The comic Donuts illustrates an irony at play: a patient’s gift of a box of donuts is offered in thanks just as a physician recommends “more vegetables and less refined sugars.”
Pen on paper with digital color, 11" x 14".
Donuts is based on my mother’s family practice. Almost constantly, and especially around the holidays, her clinic break room table hosts an abundance of cookies, cakes, and candies from grateful, generous patients. Sweets, especially when homemade or bought from a favorite baker, “don’t collect dust,” as my mother likes to say.
Ethically, this comic is a visual and narrative investigation of how basic human appetites might be expressed and responded to in clinical settings. Sugar is a nearly universal pleasure and, like many pleasures, can be hard to resist and easily overindulged. In weight management conversations, clinicians educate patients about unhealthy, “empty calories” offered by refined sugars. Depending on a patient’s goals, refined sugars should be consumed in moderation or avoided entirely. “Eat more vegetables and fewer donuts and other sugary sources” is a commonly heard recommendation intended to help a patient modify habits formed by human appetites we all look to satiate, despite health needs that require diet consciousness.

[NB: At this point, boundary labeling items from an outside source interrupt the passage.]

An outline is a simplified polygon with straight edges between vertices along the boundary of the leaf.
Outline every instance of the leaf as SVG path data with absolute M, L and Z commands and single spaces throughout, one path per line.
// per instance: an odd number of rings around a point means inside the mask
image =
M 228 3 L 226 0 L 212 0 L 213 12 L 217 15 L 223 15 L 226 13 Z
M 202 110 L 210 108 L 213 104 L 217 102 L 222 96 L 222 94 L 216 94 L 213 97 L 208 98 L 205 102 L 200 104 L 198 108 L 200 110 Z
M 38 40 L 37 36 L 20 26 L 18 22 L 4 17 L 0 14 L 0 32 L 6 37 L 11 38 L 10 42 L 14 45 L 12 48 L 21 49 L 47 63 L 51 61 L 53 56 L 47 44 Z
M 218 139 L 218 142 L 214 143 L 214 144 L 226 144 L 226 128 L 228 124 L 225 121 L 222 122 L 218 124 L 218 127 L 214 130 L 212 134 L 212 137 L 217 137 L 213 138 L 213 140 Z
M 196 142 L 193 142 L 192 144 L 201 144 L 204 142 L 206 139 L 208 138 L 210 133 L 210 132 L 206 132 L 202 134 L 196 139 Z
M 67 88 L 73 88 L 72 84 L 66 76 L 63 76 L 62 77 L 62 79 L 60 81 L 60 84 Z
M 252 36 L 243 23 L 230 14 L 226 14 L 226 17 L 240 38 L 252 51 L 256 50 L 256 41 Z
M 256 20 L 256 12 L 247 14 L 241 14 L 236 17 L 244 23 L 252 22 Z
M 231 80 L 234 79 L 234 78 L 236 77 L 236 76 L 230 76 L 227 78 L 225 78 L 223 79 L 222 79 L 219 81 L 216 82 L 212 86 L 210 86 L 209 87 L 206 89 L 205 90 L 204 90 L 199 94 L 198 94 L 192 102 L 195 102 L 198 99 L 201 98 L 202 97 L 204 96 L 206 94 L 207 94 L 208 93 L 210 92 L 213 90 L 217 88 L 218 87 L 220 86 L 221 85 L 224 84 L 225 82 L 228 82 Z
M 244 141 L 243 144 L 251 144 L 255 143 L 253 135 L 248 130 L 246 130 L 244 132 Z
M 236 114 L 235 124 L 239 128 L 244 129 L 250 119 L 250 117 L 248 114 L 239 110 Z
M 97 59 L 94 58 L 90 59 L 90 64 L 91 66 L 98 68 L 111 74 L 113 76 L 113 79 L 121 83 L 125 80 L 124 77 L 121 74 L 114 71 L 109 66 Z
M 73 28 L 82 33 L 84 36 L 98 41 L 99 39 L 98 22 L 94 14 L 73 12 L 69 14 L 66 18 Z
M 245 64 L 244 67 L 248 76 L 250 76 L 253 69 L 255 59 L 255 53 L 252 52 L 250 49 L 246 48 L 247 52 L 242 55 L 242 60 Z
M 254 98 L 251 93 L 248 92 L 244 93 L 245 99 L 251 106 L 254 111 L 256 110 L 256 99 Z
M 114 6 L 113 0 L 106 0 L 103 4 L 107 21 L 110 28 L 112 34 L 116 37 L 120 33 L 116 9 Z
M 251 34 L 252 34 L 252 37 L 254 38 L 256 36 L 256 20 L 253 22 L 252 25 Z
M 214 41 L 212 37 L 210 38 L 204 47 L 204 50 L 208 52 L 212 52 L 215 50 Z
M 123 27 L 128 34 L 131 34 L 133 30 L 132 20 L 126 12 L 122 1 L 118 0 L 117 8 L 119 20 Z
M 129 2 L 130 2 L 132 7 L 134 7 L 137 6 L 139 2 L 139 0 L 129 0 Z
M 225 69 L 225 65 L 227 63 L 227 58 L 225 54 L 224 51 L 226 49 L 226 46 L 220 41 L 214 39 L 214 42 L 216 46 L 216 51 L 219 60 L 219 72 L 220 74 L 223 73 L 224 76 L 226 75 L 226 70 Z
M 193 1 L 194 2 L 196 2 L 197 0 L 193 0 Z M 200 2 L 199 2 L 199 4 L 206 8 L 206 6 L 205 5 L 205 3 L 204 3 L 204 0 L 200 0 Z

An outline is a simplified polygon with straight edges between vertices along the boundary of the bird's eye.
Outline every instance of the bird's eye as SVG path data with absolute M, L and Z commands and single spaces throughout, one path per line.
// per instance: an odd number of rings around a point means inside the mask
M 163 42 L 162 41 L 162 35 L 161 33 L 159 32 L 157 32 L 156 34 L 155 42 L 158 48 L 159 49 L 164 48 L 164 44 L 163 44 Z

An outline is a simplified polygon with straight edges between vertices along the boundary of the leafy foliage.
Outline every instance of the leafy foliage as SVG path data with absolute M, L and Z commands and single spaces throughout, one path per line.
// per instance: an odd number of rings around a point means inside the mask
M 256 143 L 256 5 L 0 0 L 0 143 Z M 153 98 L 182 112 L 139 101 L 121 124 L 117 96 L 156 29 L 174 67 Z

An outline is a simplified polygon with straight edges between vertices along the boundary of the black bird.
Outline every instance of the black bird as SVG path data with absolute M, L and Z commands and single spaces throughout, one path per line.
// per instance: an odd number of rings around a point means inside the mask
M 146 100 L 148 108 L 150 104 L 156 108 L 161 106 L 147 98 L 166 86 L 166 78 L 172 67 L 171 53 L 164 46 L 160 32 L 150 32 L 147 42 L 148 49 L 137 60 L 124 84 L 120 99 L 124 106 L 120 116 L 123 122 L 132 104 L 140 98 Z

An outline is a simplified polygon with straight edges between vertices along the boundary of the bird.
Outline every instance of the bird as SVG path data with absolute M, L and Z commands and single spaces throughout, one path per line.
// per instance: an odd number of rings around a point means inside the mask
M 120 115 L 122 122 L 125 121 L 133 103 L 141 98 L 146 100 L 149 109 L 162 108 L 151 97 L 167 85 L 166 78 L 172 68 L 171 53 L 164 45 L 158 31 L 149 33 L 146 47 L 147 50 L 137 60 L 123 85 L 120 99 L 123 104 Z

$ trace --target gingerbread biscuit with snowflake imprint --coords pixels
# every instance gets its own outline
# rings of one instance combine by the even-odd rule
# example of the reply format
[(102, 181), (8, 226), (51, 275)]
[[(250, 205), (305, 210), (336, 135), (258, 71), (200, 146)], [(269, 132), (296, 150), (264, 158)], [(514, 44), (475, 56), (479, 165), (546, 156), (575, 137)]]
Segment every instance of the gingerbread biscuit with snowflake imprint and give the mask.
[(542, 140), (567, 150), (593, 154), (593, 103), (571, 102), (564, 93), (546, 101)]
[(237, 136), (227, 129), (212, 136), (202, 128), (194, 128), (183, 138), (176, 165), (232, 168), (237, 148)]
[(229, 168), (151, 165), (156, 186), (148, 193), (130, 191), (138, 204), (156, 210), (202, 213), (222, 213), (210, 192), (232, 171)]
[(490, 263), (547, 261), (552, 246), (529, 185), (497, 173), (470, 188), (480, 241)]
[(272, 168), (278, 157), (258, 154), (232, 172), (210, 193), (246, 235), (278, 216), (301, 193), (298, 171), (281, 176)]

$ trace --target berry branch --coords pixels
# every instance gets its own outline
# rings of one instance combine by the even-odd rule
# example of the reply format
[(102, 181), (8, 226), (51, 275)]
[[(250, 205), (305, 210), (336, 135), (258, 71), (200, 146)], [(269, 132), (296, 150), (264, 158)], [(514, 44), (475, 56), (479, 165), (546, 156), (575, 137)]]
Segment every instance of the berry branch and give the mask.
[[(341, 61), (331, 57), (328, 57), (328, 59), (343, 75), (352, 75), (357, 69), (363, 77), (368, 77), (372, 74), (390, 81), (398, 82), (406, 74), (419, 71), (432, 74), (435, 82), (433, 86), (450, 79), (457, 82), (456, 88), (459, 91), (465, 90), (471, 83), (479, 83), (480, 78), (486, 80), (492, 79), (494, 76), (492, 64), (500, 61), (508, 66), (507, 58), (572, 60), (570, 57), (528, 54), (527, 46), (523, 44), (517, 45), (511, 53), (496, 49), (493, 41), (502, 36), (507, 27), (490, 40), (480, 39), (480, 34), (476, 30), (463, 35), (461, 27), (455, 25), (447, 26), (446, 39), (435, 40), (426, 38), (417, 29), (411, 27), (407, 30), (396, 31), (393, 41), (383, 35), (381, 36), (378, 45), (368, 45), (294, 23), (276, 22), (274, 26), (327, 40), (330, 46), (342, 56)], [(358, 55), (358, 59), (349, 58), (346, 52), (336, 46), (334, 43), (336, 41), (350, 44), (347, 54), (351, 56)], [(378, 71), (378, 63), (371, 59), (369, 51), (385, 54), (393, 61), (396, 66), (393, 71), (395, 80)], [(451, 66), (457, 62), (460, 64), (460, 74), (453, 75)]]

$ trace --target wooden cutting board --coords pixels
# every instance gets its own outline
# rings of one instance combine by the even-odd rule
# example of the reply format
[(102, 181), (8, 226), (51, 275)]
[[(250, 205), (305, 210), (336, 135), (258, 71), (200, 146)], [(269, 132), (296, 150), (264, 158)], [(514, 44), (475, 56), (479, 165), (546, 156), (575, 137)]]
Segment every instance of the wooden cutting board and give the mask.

This comic represents one strategy for balancing kindness with sincerity by posting a handwritten sign to express thanks but to maintain consistency in health messaging and, perhaps, to exert control over which appetites gifts might provoke among recipients. How such messaging is received also deserves ethical consideration. We might wonder, for example, what the sign says about how clinicians feel about temptation and how they respond to their own appetites. The sparse use of color in the comic might suggest how hard it is for our eye to resist a stark contrast, especially one that appeals to the delights of consumption signified by a package with a beautiful pink ribbon, candy in a jar, or frosting on a donut.